In this study, we used species richness, Shannon Wiener, and Simpson indices to estimate biodiversity. Even though there may be a large number of biodiversity indicators, because some indicators are based on similar concepts, in most studies, especially in modeling, only the most important and widely used indicators are presented. Moreover, a combination of species counts (richness) and relative species abundance, which together can be viewed as indices of heterogeneity, can be very beneficial in the representation of the diversity of an ecosystem [17].

The species diversity values for each permanent sample plot were calculated using the following indicators in STATISTICA, SPSS, and Excel software:

1. Species richness index: Species richness refers to the number of species on a particular surface or specimen, regardless of the number of individuals studied in any species.
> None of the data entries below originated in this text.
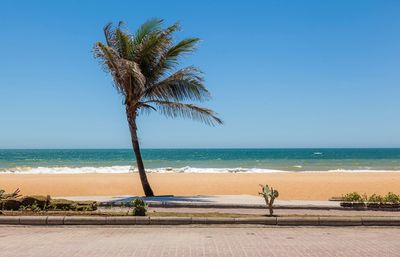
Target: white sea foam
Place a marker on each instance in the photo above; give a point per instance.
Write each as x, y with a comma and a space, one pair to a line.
131, 169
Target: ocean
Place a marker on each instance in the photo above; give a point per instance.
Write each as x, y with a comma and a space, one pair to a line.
200, 160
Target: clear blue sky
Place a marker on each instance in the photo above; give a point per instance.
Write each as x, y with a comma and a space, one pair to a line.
282, 74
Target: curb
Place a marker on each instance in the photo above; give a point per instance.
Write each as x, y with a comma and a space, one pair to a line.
221, 206
131, 220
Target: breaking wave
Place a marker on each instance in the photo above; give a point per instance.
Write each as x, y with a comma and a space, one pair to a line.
131, 169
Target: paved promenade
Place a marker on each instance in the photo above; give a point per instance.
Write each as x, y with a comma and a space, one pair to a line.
197, 241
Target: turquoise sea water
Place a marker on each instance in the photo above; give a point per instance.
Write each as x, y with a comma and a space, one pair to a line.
200, 160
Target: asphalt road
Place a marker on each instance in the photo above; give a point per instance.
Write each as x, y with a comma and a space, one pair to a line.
88, 241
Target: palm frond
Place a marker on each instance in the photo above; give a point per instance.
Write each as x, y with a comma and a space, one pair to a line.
185, 84
152, 48
170, 58
147, 28
122, 71
190, 111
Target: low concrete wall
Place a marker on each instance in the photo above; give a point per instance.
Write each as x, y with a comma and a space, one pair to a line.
130, 220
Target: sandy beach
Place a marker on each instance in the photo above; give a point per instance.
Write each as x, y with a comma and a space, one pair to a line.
292, 186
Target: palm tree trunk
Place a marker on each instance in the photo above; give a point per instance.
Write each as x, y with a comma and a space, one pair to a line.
135, 144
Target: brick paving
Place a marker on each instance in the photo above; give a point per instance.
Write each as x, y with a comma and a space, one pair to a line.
197, 241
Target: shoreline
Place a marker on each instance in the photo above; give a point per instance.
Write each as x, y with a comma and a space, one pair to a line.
291, 185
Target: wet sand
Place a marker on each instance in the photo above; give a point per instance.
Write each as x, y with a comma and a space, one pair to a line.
292, 186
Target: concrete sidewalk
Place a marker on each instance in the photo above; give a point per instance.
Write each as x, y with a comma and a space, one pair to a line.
20, 241
232, 201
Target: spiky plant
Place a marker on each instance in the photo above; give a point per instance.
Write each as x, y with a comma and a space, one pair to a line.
143, 66
269, 194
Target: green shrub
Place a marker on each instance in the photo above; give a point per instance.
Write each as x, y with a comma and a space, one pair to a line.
139, 207
38, 201
391, 198
269, 194
10, 204
375, 199
354, 197
5, 196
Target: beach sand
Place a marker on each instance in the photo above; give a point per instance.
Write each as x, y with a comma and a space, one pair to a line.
291, 186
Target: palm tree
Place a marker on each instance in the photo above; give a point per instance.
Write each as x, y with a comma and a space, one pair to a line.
143, 66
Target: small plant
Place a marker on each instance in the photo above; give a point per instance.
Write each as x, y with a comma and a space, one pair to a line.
4, 196
269, 194
35, 207
354, 197
375, 199
139, 207
391, 198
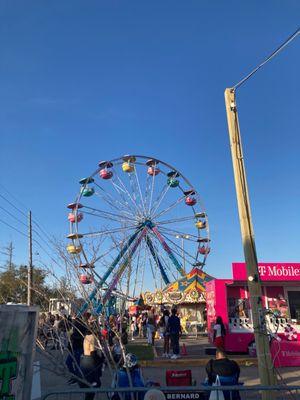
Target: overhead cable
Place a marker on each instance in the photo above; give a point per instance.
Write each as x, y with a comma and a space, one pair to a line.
278, 50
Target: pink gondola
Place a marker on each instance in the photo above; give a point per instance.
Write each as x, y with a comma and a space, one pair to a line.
73, 206
73, 218
204, 250
153, 171
105, 173
86, 279
190, 201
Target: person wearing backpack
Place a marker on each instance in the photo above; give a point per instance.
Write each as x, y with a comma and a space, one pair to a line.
174, 328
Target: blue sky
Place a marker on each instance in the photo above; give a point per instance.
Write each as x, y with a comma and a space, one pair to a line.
85, 81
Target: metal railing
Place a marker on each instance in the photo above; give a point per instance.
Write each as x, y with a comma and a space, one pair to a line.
287, 392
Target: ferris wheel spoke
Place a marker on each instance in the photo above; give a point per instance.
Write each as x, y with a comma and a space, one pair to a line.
169, 266
111, 201
147, 191
124, 265
125, 190
157, 260
178, 249
135, 273
169, 208
175, 220
151, 194
139, 190
168, 250
160, 198
108, 272
106, 232
107, 215
187, 236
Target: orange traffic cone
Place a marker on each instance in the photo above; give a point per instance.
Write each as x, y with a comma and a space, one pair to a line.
183, 350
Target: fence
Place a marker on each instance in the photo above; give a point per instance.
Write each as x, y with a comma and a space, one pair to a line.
181, 393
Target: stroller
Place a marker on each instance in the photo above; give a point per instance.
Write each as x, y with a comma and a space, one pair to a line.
121, 379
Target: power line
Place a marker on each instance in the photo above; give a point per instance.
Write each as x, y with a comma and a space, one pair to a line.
16, 208
13, 216
12, 227
272, 55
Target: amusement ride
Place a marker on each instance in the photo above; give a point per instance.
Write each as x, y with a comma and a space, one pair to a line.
124, 225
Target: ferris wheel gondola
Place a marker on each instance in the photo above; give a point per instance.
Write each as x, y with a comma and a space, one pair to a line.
133, 209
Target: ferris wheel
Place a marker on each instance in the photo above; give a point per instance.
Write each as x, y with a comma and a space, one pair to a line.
137, 223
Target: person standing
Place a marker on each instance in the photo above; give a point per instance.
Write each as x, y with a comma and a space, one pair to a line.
174, 328
163, 326
151, 328
219, 333
91, 362
228, 372
75, 348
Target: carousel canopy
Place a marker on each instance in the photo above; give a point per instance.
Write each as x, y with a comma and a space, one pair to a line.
194, 280
189, 289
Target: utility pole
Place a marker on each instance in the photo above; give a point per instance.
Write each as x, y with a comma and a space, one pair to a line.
30, 268
9, 253
265, 365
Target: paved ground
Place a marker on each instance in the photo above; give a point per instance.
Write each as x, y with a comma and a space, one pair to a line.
53, 379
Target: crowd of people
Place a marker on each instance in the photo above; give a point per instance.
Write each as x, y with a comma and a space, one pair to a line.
81, 340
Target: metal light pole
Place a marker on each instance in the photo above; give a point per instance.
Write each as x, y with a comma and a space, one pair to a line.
29, 270
265, 365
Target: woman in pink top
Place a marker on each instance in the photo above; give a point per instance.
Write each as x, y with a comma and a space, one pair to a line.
219, 333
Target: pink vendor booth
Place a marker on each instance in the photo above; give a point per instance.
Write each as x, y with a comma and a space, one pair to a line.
229, 298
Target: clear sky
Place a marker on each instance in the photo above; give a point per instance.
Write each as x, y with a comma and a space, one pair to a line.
85, 81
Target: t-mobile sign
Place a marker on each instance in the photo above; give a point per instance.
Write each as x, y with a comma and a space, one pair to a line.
269, 271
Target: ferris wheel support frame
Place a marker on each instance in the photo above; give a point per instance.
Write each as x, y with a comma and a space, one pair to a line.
120, 271
108, 272
168, 251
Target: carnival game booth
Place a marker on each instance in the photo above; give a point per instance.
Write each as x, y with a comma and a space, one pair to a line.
187, 294
229, 298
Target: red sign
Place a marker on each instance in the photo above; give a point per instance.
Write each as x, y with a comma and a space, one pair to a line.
269, 271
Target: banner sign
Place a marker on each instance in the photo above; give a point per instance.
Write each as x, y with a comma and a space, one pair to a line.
269, 271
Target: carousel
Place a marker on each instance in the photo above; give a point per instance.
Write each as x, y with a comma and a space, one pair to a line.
187, 294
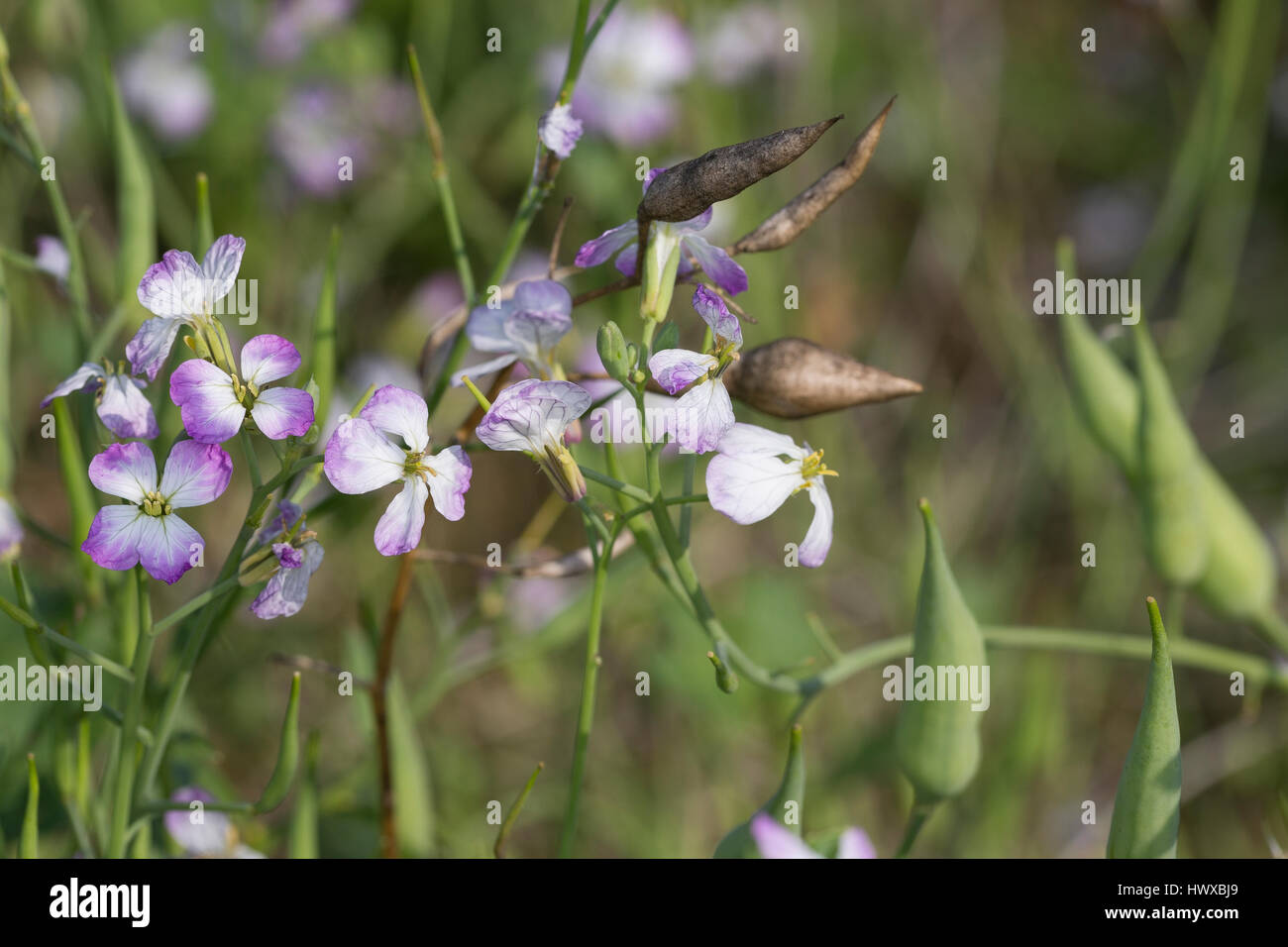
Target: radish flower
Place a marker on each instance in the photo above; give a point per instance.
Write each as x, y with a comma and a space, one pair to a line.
176, 291
526, 329
360, 458
147, 528
774, 840
703, 414
532, 416
754, 474
214, 403
119, 399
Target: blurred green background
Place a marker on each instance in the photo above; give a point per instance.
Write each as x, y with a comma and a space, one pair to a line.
1126, 150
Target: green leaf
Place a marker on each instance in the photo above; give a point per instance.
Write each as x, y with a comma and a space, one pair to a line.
936, 741
1147, 806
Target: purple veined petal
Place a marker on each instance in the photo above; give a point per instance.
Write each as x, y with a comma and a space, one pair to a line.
398, 530
11, 530
559, 132
150, 348
854, 843
702, 416
360, 459
531, 414
219, 268
601, 248
206, 401
719, 265
286, 591
197, 831
625, 262
818, 538
125, 410
167, 545
282, 411
485, 328
450, 480
85, 377
125, 471
114, 536
751, 486
678, 368
750, 438
174, 287
776, 840
483, 368
397, 411
194, 474
268, 359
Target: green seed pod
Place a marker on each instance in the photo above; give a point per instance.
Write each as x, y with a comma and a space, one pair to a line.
1240, 575
936, 741
1147, 805
1176, 528
686, 189
1103, 389
612, 351
738, 843
287, 754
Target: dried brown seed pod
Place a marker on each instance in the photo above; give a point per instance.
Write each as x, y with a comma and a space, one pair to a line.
795, 377
691, 187
791, 221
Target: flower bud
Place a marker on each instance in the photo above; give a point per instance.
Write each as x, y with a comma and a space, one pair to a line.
794, 377
612, 351
738, 843
936, 741
1176, 532
1147, 805
688, 188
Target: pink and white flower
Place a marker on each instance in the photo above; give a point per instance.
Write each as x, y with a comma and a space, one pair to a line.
360, 458
178, 291
703, 414
147, 528
532, 416
776, 840
214, 403
119, 399
754, 474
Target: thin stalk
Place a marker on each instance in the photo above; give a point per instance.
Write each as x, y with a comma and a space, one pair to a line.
587, 712
125, 763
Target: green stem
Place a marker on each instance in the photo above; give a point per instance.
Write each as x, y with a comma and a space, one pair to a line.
125, 763
587, 714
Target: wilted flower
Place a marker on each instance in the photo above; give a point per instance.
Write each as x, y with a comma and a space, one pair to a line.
120, 402
776, 840
360, 458
147, 530
703, 414
626, 81
214, 403
201, 832
526, 328
11, 531
297, 556
669, 250
531, 416
176, 291
754, 474
559, 131
52, 257
163, 84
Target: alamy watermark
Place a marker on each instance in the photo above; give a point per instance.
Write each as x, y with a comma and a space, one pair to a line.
936, 684
77, 684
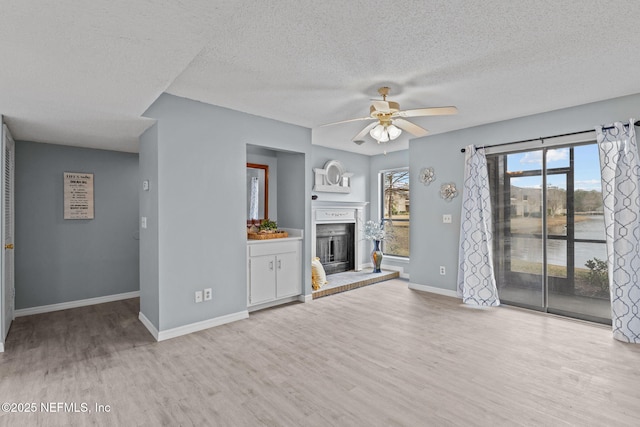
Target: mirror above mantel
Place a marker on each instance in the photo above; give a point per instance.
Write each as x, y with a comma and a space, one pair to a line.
257, 192
332, 178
The species richness index indicates the presence of different species and is obtained by counting the unique number of plant species in an area [24].

2. Heterogeneity index (heterogeneity): Heterogeneity indicators involve a combination of species richness and uniformity, and these indices summarize the two values of species richness and uniformity in a single measure. In this study, the Shannon Wiener and Simpson methods [52] were used to estimate species diversity (

Table 2. Biodiversity indicators used in the study (Modified after Krebs [53].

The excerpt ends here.